Sunday 5 November 2017

Book Review: Zenn Diagram; Wendy Brant.

I actually ended up reading this, before my other reads, because I realised I only had a few more days left before it would disappear from my computer forever! My thoughts? Mediocre.

SOURCE: Netgalley
TYPE: E-Read

TITLE: Zenn Diagram
AUTHOR: Wendy Brant
PUBLISHER: Kids Can Press
PAGES: 222
GENRE: Contemporary, Young Adult, Romance, Urban Fantasy

RATING: 2.5/5 Stars

Eva Walker is a seventeen-year-old math genius. And if that doesn’t do wonders for her popularity, there’s another thing that makes it even worse: when she touches another person or anything that belongs to them — from clothes to textbooks to cell phones — she sees a vision of their emotions. She can read a person’s fears and anxieties, their secrets and loves … and what they have yet to learn about calculus. This is helpful for her work as a math tutor, but it means she can never get close to people. Eva avoids touching anyone and everyone. People think it’s because she’s a clean freak — with the emphasis on freak — but it’s all she can do to protect herself from other people’s issues. 

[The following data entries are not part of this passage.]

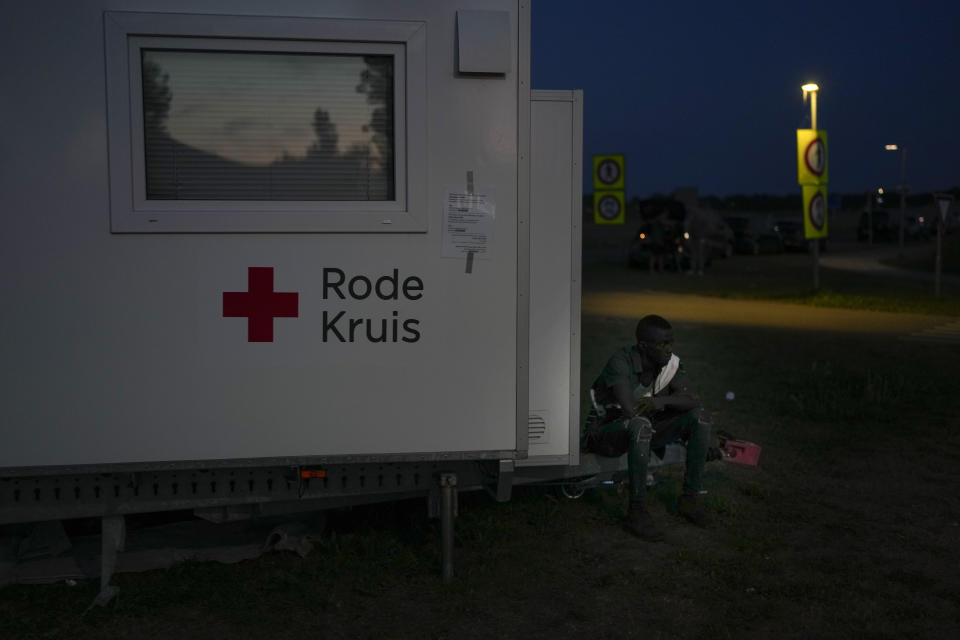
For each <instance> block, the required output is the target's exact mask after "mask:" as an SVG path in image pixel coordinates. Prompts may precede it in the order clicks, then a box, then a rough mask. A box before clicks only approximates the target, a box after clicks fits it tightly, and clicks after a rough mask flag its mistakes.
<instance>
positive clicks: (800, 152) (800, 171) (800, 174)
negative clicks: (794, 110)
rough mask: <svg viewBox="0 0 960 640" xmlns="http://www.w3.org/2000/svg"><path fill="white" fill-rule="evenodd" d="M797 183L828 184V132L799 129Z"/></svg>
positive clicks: (797, 140) (807, 129) (797, 151)
mask: <svg viewBox="0 0 960 640" xmlns="http://www.w3.org/2000/svg"><path fill="white" fill-rule="evenodd" d="M797 182H799V183H800V184H827V132H826V131H823V130H822V129H797Z"/></svg>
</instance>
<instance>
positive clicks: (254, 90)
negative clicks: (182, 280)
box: [105, 12, 426, 232]
mask: <svg viewBox="0 0 960 640" xmlns="http://www.w3.org/2000/svg"><path fill="white" fill-rule="evenodd" d="M105 26H106V38H107V93H108V103H109V104H108V106H109V109H108V125H109V129H108V131H109V135H110V189H111V228H112V230H113V231H115V232H150V231H157V232H209V231H227V232H229V231H239V232H251V231H307V232H322V231H373V230H376V231H425V230H426V216H425V213H424V211H423V209H424V207H423V202H422V201H423V197H424V193H425V171H426V158H425V149H426V142H425V139H426V126H425V121H426V118H425V115H426V108H425V100H426V97H425V96H426V92H425V85H426V81H425V36H424V34H423V30H424V27H423V25H422V24H421V23H411V22H384V21H375V20H325V19H295V18H260V17H247V16H190V15H180V14H141V13H127V12H107V14H106V18H105Z"/></svg>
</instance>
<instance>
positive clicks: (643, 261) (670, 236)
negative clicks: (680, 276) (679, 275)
mask: <svg viewBox="0 0 960 640" xmlns="http://www.w3.org/2000/svg"><path fill="white" fill-rule="evenodd" d="M661 223H662V225H663V227H662V241H661V242H660V243H657V242H655V240H654V238H653V236H654V233H653V232H652V225H653V224H654V222H653V221H649V222H646V223H644V224H643V225H642V226H641V227H640V230H639V231H637V234H636V236H635V237H634V239H633V241H632V242H631V243H630V248H629V250H628V254H627V255H628V260H629V263H630V265H631V266H635V267H643V268H651V269H652V268H662V269H663V270H664V271H689V270H690V266H691V258H690V251H689V247H688V245H687V243H686V242H685V240H684V237H683V226H682V223H679V222H677V221H676V220H673V219H671V218H669V217H666V218H665V219H664V220H662V222H661ZM711 257H712V256H711V254H710V253H709V252H708V253H707V254H706V256H705V260H704V266H706V267H709V266H710V264H711V262H712V260H711Z"/></svg>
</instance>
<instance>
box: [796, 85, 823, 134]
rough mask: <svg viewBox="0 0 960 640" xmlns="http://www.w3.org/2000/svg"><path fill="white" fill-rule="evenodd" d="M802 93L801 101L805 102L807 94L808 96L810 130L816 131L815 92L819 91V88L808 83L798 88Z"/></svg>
mask: <svg viewBox="0 0 960 640" xmlns="http://www.w3.org/2000/svg"><path fill="white" fill-rule="evenodd" d="M800 89H801V90H802V91H803V100H804V102H806V100H807V94H808V93H809V94H810V128H811V129H813V130H816V128H817V92H818V91H820V87H819V86H818V85H817V84H815V83H813V82H808V83H807V84H805V85H803V86H802V87H800Z"/></svg>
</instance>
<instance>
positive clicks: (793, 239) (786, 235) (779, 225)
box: [774, 219, 827, 251]
mask: <svg viewBox="0 0 960 640" xmlns="http://www.w3.org/2000/svg"><path fill="white" fill-rule="evenodd" d="M774 228H775V229H776V230H777V231H779V232H780V239H781V240H782V241H783V250H784V251H810V241H809V240H807V238H806V234H805V232H804V229H803V222H801V221H800V220H792V219H791V220H777V222H776V224H775V225H774ZM826 250H827V239H826V238H820V251H826Z"/></svg>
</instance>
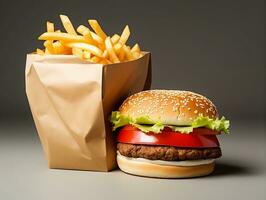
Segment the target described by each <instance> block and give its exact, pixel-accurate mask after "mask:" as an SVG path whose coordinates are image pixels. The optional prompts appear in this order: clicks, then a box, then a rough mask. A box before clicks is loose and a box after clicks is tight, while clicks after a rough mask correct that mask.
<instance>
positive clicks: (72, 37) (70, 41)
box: [38, 32, 87, 43]
mask: <svg viewBox="0 0 266 200" xmlns="http://www.w3.org/2000/svg"><path fill="white" fill-rule="evenodd" d="M38 39H39V40H63V41H66V42H67V41H68V42H85V43H86V42H87V41H86V39H85V38H84V37H83V36H80V35H70V34H68V33H56V32H46V33H43V34H42V35H40V37H39V38H38Z"/></svg>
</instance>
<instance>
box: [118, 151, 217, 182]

Then one day a new student walks into Eva’s life. His jacket gives off so much emotional trauma that she falls to the floor. Eva is instantly drawn to Zenn, a handsome and soulful artist who also has a troubled home life, and her feelings only grow when she realises that she can touch Zenn’s skin without having visions. But when she discovers the history that links them, the truth threatens to tear the two apart.

What I Liked:
  • The concept, in some ways, is a little weird sounding but it was actually pretty cool. If you don't know what fractals are, google them. They're awesome. I feel that Brant pulled it off fairly well: though I think that never touching people or their belongings would be very difficult but it seemed plausible here. I liked how it was described as well, and the way that Brant described Eva's fear of her power. Because she can't fix what she sees, and she sees some pretty horrendous things.
  • The latter part of the book was definitely better than the beginning. At that point I was semi-hooked and felt that the story actually flowed a lot better writing-wise. This was clearly the part of the plot that Brant had totally figured out. I think part of the reason was because I liked Zenn too. He was very adorkable, patient and trustworthy. I like complex characters and he definitely fell into that category.
What I Disliked:
  • My biggest problem here was Eva herself. I found her so irritating. Brant obviously wrote her to be as 'nerdy' as possible and anti-anyone who had a social life and a normal IQ. But beyond that, she came across as so bitter all of the time and was actually really mean to her Aunt in the second half of the book. But what really got me the most was that Eva slut-shamed her own sister. Who was a child. It was a snarky comment, clearly meant to be funny but it almost made me vomit.
  • Brant really loved to info-dump and generally fill the book with a lot of useless information. I think it was to highlight Eva's love for maths, but I really don't care how many pints of milk there were, or how much the shopping bill came to. The repetition was aggravating too. I get it, looking after a lot of kids is hard and chaotic. I don't need to be reminded every page.
Overall Conclusion:
This book has a lot of potential to be really cool. It was more than the usual contemporary YA romance, with an added element of mathematical 'superpower'. I liked the concept, and even elements of the romance were enjoyable to read. Brant did seem to have a good grasp on teenage friendships and romances. However, an frustrating MC and writing that could have focused more on character development meant that I ended up not really being too bothered about this read.